The S&P 500 bounced 1.2% Monday.
We didn’t get a meaningful improvement in headlines over the weekend, but after eight of the previous nine trading sessions ended in the red, a green day was inevitable.
As everyone knows, stocks don’t move in straight lines. After a bit of down, it was finally time for a bit of up. It doesn’t matter why. Running out of sellers is just one of those things that happens naturally. And Monday was that day.
Last week, I said I was looking for a bounce, and Monday’s price action definitely qualifies:
Remember, stocks top when everything looks great, and they bottom when everything looks terrible. By that measure, this is definitely a good time to be bottom-fishing. To be clear, I am 100% opposed to buying on the way down.
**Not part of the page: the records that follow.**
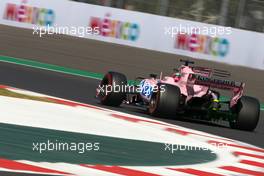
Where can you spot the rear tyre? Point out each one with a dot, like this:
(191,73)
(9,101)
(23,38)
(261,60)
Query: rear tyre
(165,102)
(247,110)
(110,81)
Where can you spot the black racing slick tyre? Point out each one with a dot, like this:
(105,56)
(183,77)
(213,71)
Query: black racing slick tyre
(165,102)
(112,84)
(247,111)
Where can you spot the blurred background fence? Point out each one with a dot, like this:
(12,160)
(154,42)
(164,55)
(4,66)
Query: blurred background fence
(243,14)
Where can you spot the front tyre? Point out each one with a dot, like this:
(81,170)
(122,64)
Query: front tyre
(166,101)
(112,84)
(247,110)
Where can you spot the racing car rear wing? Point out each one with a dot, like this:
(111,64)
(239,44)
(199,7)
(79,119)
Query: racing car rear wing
(216,83)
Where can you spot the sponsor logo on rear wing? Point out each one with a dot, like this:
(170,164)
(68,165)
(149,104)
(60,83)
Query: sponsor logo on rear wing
(215,83)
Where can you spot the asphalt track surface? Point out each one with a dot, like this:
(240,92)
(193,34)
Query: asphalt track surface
(100,57)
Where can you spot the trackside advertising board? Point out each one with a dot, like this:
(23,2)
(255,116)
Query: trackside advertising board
(171,35)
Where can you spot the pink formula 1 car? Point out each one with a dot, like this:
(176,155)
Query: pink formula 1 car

But every time we bounce, you will find me jumping in. Start small, get in early, keep a nearby stop, and only add to a position that’s working. Follow those simple rules, and bottom-fishing is extremely profitable.
I have no idea if Monday’s bounce will stick, but it was a good start, and that’s all I needed to put on a partial position. Start small, get in early, keep a nearby stop, and only add to a trade that’s working.
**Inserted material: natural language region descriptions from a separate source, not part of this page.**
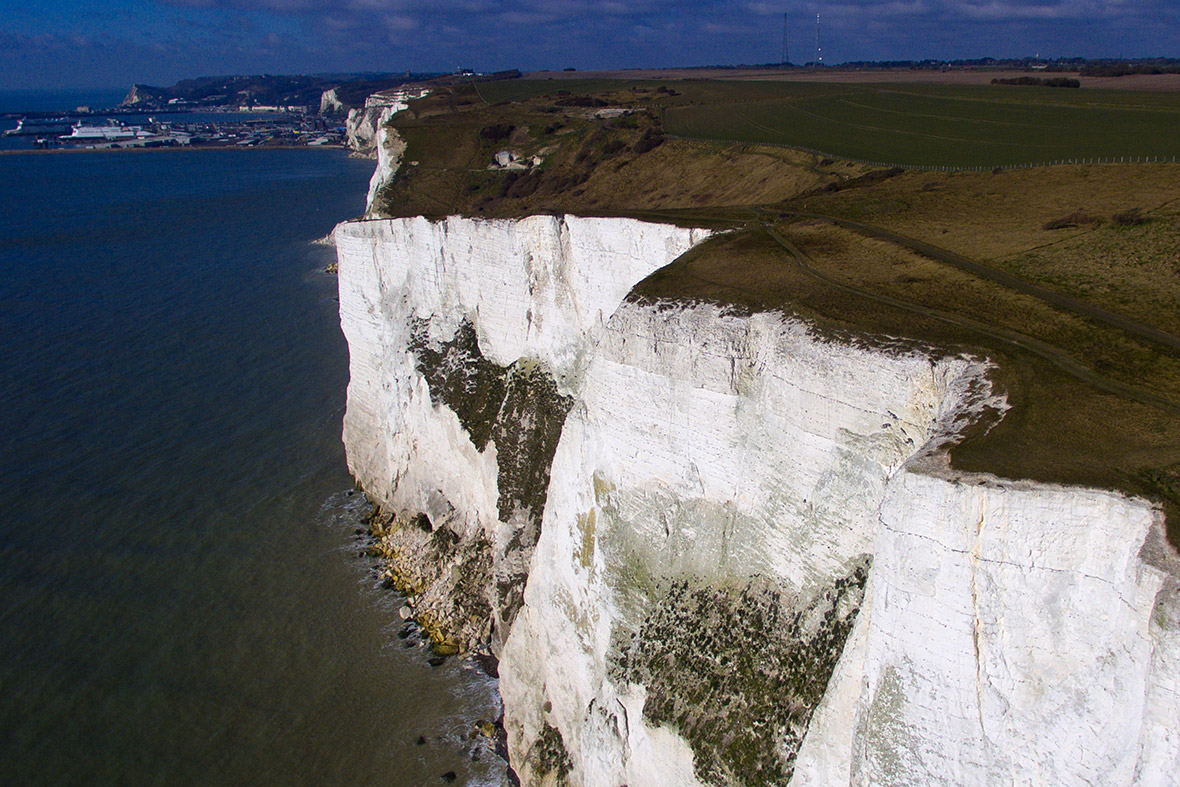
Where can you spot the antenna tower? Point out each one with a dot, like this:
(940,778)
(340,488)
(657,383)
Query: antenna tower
(819,52)
(786,52)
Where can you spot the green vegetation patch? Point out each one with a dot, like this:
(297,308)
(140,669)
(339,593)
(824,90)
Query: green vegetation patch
(936,125)
(526,431)
(460,378)
(739,670)
(548,755)
(519,410)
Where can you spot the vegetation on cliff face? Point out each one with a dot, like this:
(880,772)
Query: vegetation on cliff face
(519,411)
(739,670)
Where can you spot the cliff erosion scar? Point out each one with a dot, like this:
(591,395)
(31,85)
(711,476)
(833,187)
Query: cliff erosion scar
(719,540)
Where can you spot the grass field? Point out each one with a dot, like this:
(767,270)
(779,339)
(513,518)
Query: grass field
(938,125)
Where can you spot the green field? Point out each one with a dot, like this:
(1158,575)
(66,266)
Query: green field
(935,125)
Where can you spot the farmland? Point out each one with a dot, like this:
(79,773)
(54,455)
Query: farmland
(938,125)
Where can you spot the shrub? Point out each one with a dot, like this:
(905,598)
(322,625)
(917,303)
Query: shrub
(1129,217)
(649,140)
(1075,218)
(496,132)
If the index retreats today, I will pull the plug for a small loss and try again next time. If the rebound keeps going, I will add more and lift my initial stops to near my entry points, greatly reducing my risk.
As I frequently remind readers, buying bounces is hard because two-thirds of them fail. But if we limit our losses on the false starts by entering with partial positions and keeping stops nearby, riding a winner higher with a full position will more than offset any previous losses.
I have no idea if Monday’s bounce is the real deal, but it gave me a low-risk entry, and I took it. If this one doesn’t work, no big deal, I take a small loss and try again next time.
But if the index bounces a little further today, I will lift my stops near my entry points, turning this into a nearly free trade. It is hard to complain about that.